Wednesday, June 24, 2009

Monday, June 22, 2009

Anonymous Scientology Recruiting

We attended a multi-cultural festival at Victoria Park in Kitchener yesterday (June 21, 2009). It was refreshing to see so many people with different ethnic backgrounds together. Festivals like this go a long way to helping groups respect each other.

There was one booth that did not seem to fit... an unlabeled tent that simply advertised "Free Stress Test". Under the canopy were two "stress-test" stations. Each station had one person operating the test, and the other held two shiny hollow cylinders, one in each hand. Each cylinder had a wire that connected to a gadget that looked like this:

It's the infamous e-meter, and the booth was recruiting suckers to join Scientology. I could tell because one of the operators wore a shirt that said "Dianetics" in large letters. Oh, how I wanted to take the test and experience the lunacy first-hand. But I didn't think it would be fair to my wife to leave her with 3 young kids while I indulged my skeptical nerd hobby.

But next year, I'll jump into the line if I see that tent again.

The Scientologists tried to recruit me years ago. In the early 90's, I was walking down a street in Ottawa and someone asked me (and my friend) if I'd like to have a personality test. We both agreed to take the test, and followed into an adjacent building. The test was multiple-choice; unfortunately, I can't remember the substance of the questions. It was graded by a guy with a template (I noted that he was a heavy smoker). After the grading, my friend and I were ushered separately into back rooms to talk to the person who could interpret the results. And -- wouldn't you know it -- we were both low on the happiness scale. The counsellor-person suggested that I would benefit greatly from their program. That was enough for my friend, but I agreed to come back for a trial session.

In the follow-up session, I was in a small room with a person (I don't know what to call them). They asked me to tilt my head back and describe a traumatic event. We went over a few such traumas. The person told me that we all have the potential to remember our own conception. Yes, our OWN CONCEPTION!! I'm happy to say that I rejected that notion immediately. But the person insisted that our life traumas are what stop us from recalling that far back ("That, and the fact that a one-celled organism has no brain", I thought to myself). All I had to do, according to this counselor, is address one trauma at a time, each one allowing me to remember further back than before.

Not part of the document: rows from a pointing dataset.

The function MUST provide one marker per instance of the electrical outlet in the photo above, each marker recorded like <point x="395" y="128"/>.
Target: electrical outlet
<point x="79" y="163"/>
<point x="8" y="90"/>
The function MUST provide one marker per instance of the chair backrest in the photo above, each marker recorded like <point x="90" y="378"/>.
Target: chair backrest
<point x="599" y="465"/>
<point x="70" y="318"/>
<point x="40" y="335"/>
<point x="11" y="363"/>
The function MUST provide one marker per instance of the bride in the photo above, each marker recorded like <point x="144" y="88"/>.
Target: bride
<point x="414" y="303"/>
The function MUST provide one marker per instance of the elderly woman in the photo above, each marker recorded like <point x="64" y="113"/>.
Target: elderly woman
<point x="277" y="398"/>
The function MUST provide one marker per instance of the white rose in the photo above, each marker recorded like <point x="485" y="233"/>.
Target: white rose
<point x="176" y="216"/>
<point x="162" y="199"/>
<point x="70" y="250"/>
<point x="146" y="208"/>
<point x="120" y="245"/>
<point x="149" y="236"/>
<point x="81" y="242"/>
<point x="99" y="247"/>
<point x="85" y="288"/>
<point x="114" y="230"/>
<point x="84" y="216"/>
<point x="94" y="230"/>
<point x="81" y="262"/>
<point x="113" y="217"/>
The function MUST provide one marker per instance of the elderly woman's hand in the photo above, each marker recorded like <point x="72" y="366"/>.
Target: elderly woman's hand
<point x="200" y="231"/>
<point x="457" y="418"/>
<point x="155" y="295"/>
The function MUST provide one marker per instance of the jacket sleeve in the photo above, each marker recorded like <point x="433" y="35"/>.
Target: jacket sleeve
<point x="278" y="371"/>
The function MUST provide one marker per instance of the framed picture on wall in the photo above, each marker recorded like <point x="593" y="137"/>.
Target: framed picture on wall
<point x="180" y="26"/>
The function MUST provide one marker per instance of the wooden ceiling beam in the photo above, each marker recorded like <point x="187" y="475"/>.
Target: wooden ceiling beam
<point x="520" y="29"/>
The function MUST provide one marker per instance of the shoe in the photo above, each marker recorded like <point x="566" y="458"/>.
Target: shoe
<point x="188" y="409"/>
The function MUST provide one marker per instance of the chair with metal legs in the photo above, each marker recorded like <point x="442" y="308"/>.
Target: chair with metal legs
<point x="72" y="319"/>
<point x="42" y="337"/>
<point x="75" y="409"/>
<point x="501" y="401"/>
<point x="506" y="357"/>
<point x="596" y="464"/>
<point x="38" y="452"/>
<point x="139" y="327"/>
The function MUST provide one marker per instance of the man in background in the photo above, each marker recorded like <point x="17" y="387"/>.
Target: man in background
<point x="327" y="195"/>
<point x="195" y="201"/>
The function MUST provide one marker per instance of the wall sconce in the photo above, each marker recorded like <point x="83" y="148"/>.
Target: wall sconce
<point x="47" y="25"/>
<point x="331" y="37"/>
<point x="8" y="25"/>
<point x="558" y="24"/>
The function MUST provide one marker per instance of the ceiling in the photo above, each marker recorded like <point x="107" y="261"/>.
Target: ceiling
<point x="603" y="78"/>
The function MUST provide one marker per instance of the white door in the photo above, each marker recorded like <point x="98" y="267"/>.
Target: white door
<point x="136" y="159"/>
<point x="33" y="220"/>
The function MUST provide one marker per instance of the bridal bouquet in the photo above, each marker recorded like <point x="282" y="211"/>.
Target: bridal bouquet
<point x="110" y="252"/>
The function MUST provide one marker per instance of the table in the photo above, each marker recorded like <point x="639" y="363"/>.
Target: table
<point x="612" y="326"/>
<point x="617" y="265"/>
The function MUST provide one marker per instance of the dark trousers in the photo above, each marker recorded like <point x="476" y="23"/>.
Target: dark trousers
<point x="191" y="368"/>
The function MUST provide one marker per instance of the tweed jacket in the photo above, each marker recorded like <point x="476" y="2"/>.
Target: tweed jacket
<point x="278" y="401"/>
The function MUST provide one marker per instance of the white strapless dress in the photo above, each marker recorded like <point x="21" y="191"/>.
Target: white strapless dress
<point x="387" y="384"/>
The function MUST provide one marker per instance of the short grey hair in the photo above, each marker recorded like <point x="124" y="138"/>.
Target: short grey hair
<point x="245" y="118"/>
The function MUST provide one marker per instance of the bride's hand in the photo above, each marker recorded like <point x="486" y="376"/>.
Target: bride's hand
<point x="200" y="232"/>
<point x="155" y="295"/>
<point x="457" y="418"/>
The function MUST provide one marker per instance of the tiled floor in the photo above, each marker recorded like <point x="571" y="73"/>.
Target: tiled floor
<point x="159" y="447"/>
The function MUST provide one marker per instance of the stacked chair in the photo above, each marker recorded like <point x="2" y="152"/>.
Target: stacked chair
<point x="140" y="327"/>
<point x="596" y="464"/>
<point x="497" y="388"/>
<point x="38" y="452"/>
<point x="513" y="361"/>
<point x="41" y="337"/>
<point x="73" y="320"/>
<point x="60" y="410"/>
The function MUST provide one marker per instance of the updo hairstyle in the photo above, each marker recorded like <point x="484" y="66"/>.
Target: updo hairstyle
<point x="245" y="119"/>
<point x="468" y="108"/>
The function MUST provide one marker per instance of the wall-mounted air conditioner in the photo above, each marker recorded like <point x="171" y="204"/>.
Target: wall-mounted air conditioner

Eventually, the person asked me if I had any questions. I asked them what education they had. I can't remember the answer, probably because it wasn't a clear answer. If they'd said, "I have a Ph.D. in clinical psychology", I would have remembered that. Or at least a bachelor's degree of any kind. I expect they spouted some internal Scientology qualifications... meaningless in my world.

We left the small room and the person emphatically urged me to sign up for their "counselling sessions". They showed me the fee schedule, and I noticed that the fees increased over time. The further advanced you were, the more expensive the sessions. I said "no", and the small group of people in the office draped sad looks on their faces, and said, "Well, at least you can buy this book." They showed me what must have been the book Dianetics; it's basically the bible for Scientologists. I declined, and they issued their good-byes with a somber tone.

I feel good knowing that I was targetted, but not captured by the Scientology movement. As far as I'm concerned, Scientology is a religion that has gone over the line into cult territory. Their policies on collecting money is a big hint. But even bigger is how they treat insiders that dissent and leave the faith. They unabashedly try to intimidate those who criticize them. They denounce scientific evidence in favour of their own ideas of mental health. These are all indications that they are -- ultimately -- selling promises of happiness that they cannot fulfill.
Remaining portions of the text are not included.